Help with lambda

[lallous]

Yes it should be listed somewhere, now I get it. Thanks Arnaud.

--
Elias

On Feb 18, 1:47 pm, Arnaud Delobelle <arno... at googlemail.com> wrote:
> lallous <elias.bachaal... at gmail.com> writes:
> > Hello,
>
> > I am still fairly new to Python.
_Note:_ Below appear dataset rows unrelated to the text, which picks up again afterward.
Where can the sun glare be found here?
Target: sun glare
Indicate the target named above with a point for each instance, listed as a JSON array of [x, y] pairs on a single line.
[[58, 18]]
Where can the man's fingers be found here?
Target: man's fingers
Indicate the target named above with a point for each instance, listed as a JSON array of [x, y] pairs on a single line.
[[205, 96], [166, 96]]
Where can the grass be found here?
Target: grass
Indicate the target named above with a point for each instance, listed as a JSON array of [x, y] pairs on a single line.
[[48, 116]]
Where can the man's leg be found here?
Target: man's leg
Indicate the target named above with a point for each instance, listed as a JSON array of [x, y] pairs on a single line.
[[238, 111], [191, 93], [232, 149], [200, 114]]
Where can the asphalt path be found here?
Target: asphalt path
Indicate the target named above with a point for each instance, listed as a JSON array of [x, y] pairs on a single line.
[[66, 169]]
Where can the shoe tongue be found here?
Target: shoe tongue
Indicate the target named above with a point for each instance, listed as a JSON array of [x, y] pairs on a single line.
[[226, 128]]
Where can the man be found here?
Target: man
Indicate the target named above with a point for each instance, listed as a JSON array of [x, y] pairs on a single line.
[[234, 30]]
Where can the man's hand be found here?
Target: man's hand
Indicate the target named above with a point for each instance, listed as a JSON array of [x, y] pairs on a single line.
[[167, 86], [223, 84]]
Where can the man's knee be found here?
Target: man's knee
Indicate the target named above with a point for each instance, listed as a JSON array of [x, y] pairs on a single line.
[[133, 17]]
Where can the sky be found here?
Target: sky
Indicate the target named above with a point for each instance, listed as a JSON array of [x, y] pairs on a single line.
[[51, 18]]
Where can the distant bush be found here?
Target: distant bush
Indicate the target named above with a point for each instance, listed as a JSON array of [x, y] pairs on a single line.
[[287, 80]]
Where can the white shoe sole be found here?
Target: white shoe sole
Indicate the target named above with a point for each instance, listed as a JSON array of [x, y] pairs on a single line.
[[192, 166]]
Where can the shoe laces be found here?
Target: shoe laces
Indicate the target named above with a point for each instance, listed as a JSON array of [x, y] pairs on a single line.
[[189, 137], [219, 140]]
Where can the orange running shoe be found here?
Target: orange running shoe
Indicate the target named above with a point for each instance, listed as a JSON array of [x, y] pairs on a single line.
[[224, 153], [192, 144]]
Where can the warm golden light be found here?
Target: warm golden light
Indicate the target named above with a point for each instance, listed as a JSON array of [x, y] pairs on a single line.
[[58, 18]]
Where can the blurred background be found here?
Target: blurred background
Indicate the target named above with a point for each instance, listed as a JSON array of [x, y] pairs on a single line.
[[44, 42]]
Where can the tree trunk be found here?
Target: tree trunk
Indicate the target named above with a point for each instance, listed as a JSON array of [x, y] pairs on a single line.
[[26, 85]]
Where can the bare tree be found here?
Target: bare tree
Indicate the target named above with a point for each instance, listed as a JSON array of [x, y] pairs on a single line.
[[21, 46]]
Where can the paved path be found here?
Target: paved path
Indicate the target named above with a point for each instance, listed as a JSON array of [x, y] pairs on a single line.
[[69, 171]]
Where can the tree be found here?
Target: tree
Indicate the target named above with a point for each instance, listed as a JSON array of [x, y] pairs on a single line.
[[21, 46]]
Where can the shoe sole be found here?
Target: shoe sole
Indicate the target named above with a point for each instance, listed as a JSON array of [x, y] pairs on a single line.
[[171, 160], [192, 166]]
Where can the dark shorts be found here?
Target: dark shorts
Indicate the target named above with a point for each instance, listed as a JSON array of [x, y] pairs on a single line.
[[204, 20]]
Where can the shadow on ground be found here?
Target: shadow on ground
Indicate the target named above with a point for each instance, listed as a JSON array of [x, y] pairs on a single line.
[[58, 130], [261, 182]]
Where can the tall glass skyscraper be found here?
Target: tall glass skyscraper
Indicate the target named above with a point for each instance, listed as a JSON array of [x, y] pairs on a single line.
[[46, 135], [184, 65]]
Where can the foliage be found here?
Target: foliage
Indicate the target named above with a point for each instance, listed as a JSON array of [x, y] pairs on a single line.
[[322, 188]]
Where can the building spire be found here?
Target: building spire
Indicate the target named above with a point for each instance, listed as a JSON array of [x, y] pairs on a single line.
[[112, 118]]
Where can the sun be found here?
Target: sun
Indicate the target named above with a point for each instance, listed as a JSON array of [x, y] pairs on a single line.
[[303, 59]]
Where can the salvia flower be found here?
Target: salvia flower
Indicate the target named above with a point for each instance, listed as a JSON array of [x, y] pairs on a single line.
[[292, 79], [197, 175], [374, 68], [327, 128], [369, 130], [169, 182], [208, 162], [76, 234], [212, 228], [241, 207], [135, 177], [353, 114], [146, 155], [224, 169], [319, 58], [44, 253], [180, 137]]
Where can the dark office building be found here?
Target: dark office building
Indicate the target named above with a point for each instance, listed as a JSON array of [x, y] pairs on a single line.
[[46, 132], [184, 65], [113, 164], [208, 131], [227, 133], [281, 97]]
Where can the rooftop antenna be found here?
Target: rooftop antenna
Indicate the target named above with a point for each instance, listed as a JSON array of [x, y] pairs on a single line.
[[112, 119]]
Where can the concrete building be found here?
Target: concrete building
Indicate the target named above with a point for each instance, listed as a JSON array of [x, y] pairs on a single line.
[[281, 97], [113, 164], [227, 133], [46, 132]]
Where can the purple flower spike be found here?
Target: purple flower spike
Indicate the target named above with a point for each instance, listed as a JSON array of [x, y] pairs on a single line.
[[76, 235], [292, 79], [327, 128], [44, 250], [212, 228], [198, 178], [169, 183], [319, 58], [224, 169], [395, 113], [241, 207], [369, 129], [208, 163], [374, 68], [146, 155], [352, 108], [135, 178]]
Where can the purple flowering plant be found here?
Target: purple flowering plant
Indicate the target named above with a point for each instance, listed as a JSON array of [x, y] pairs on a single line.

Can someone explain to me why there
> > is a difference in f and g:
>
> > def make_power(n):
> >     return lambda x: x ** n
>
> > # Create a set of exponential functions
> > f = [lambda x: x ** n for n in xrange(2, 5)]
> > g = [make_power(n) for n in xrange(2, 5)]
>
> > print f[0](3), f[1](3)
> > print g[0](3), g[1](3)
>
> > I expect to have "f" act same like "g".
>
> > Thanks
>
> It's a FAQ!  Except I don't think it's in the official Python FAQ, but
> it ought to be.
>
> The reason (very quickly) is that each time you call make_power() you
> create a new name 'n' which is bound to a different value each time,
> whereas in f:
>
>     [lambda x: x ** n for n in xrange(2, 5)]
>
> The 'n' is the same name for each of the lambda functions and so is
> bound to the same value, which by the end of the loop is 4.  So each of
> the lambdas in the list f is the same as:
>
>     lambdsa x; x**4
>
> after the end of the list comprehension.
>
> The usual fix for this is to change f to:
>
> f = [lambda x, n=n: x ** n for n in xrange(2, 5)]
>
> I'll let you think why this works.
>
> HTH
>
> --
> Arnaud